They're little dears with big mouths Pests: Bambi was adorable, but that was fiction. In real life, deer and other critters will eat your garden alive.

September 22, 1996|By Denise Cowie | Denise Cowie,KNIGHT-RIDDER NEWS SERVICE

In many areas, it may be gardeners' most-often-asked question: Is there any plant deer won't eat?

And the answer?

"Sure. Silk or plastic flowers, and fake Christmas trees."

Duane Binkley laughs when he says it, but he's not entirely joking. Few horticulture professionals will say with any surety that one plant or another is deer-proof.

"It's hard to tell exactly what a deer will like and what it won't like," says Binkley, assistant horticulturist for a Philadelphia-area horticulture society. "You hear contradictory stories from gardeners. Deer can be very frustrating in that way. They have a great range of taste. If they eat down everything from the A list, then the B-list plants might suddenly become delicacies."

Joe Seals, chief horticulturist for W. Atlee Burpee nurseries, agrees: "Deer like just about everything in lean years." But, he adds, there's a long list of plants they probably won't eat if other food is available.

Deer may be the biggest of what are sometimes called nuisance animals, but they certainly aren't the only ones. Add rabbits, woodchucks (a.k.a. groundhogs), squirrels, chipmunks, moles, voles and mice, among others, to the lineup that can drive mild-mannered plant lovers to distraction.

You may decide the best approach is simply to share and coexist as peacefully as possible, a philosophy endorsed by a handy and practical guide called "Living With Wildlife" by Diana Landau and Shelley Stump (Sierra Club Books, $15). Or you may opt to do all-out battle with your least-wanted animal visitors.

Either way, there are some things you can do this fall to maximize your chances of gardening success next spring.

First, know your environment, say both Binkley and Toni Bilik, a state master gardener coordinator with Pennsylvania State University. Problems you are likely to have in a suburban garden differ from those you'll find in the city.

If you're a new gardener or have just moved to an area, check with your neighbors to find out what to expect in the way of animal damage.

If you're starting from scratch in an area where deer and rabbits are a big problem, you may want to consider one of the most effective, though expensive, deterrents: fencing your garden area. Deer fences should be 8 feet high and made of high-tensile-strength wire, mesh fencing or electric wiring, according to "Living With Wildlife." The fences should have a top section protruding outward to prevent jumping. Fences also should extend below ground level 1 foot or more if you want to discourage burrowing animals, and should have fine mesh around the bottom to deter rabbits.
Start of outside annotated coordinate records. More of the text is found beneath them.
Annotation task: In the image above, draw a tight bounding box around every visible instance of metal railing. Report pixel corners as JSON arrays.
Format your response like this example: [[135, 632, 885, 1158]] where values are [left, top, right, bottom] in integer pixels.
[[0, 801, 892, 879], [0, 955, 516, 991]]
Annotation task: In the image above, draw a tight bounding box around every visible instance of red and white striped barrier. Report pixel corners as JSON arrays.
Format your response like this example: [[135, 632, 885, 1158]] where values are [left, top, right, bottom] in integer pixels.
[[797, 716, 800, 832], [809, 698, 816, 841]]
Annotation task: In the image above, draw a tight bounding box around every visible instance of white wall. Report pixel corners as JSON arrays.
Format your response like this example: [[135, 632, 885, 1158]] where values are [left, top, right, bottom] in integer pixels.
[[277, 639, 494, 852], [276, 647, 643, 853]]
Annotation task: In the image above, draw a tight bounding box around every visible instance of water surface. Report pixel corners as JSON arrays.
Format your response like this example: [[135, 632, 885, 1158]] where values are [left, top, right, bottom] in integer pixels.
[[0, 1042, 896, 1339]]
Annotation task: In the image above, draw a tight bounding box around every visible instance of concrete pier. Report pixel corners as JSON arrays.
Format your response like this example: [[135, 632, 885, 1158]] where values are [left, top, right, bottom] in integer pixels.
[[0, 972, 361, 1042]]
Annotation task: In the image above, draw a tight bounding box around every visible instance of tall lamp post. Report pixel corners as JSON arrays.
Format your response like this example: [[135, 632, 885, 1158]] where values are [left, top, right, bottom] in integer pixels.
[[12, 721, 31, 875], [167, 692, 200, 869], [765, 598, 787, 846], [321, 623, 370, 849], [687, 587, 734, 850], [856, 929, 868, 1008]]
Alternatively, you can fence or cover with mesh any particularly treasured shrubs or small trees, or wrap wire mesh (allowing room for growth) around trunks to protect them. Make sure the mesh extends a couple of feet above the normal snow line.
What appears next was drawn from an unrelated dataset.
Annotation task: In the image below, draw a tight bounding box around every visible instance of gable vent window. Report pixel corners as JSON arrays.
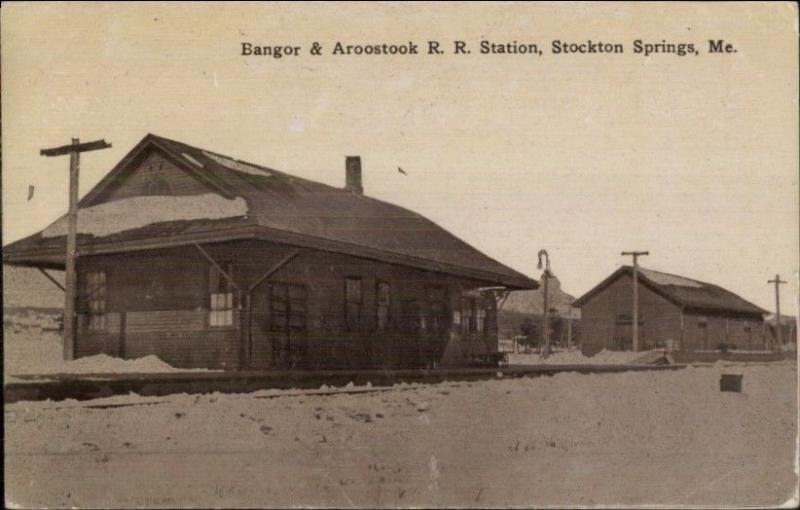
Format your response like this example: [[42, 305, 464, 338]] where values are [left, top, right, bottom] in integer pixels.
[[376, 282, 391, 331], [208, 263, 234, 327]]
Too much effort and expense? Then consider repellents and defensive planting, along with traps (for small animals) and some common-sense precautions.

Repellents. First and foremost, never use anything poisonous in your garden if you have children or pets. It's a good idea to avoid poisonous deterrents anyway, because you never know when guests may bring children.
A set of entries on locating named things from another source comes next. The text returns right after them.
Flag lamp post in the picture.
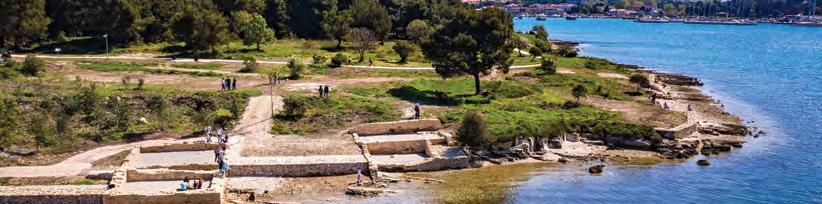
[103,34,109,59]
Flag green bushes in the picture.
[328,53,348,68]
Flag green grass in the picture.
[171,63,223,70]
[271,93,400,135]
[75,61,223,77]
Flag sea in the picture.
[506,18,822,203]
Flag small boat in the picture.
[537,14,548,21]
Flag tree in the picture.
[531,25,548,40]
[422,8,514,95]
[265,0,291,38]
[322,5,352,50]
[457,112,494,148]
[20,55,46,76]
[173,5,229,54]
[394,41,413,63]
[350,0,391,42]
[240,14,275,51]
[628,74,650,93]
[405,19,431,44]
[0,0,51,48]
[571,84,587,103]
[528,47,542,61]
[512,37,529,57]
[348,28,377,62]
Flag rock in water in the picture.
[588,164,605,174]
[696,159,711,166]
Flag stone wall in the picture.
[126,169,217,182]
[140,142,220,153]
[379,156,470,172]
[348,119,442,136]
[656,122,699,140]
[0,185,106,204]
[228,161,368,177]
[105,192,222,204]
Repellents come in many guises, both home remedies and commercial mixes. No two gardeners seem to agree on what works.

Most commercial repellents are effective, up to a point, for deer, rabbits, woodchucks and the like. They're often made from the urine of predators (such as coyotes or foxes), from egg solids, or from bitter-tasting ingredients, and you can find them at garden stores and hardware stores or in many gardening catalogs.

Then there are the home remedies: Raw-egg and milk sprays ("This sometimes smells so bad, it might keep you out of the garden, too," warns Seals), bars of soap hung from branches, garlic and hot pepper sprays (whip them with hot water in a blender), human hair scattered on the ground or hung in nylon bags from branches, blood meal or dried blood (from garden centers) sprinkled in the garden, rags soaked in ammonia or creosote, and so on. You might even consider human urine -- one Philadelphia area gardener in heavy deer territory marks his garden borders with urine on old rags, renewed nightly. He swears it works.

Deer, unfortunately, adapt when they learn that a particular repellent isn't harmful, so vary your approach.

Some gardeners endorse a combination of castor oil and warm water injected into the soil around mole tunnels. Others claim that woodchucks (which hibernate in winter) won't go near black plastic mulch.

Almost without exception, any repellent, commercial or homemade, has to be reapplied regularly, especially after rain.

"It's not as though you're spraying your coffee table with Pledge," says Binkley. "Repellents wash off pretty quickly. You have to keep constant." That includes during the winter, when shrubs and trees may be most at risk.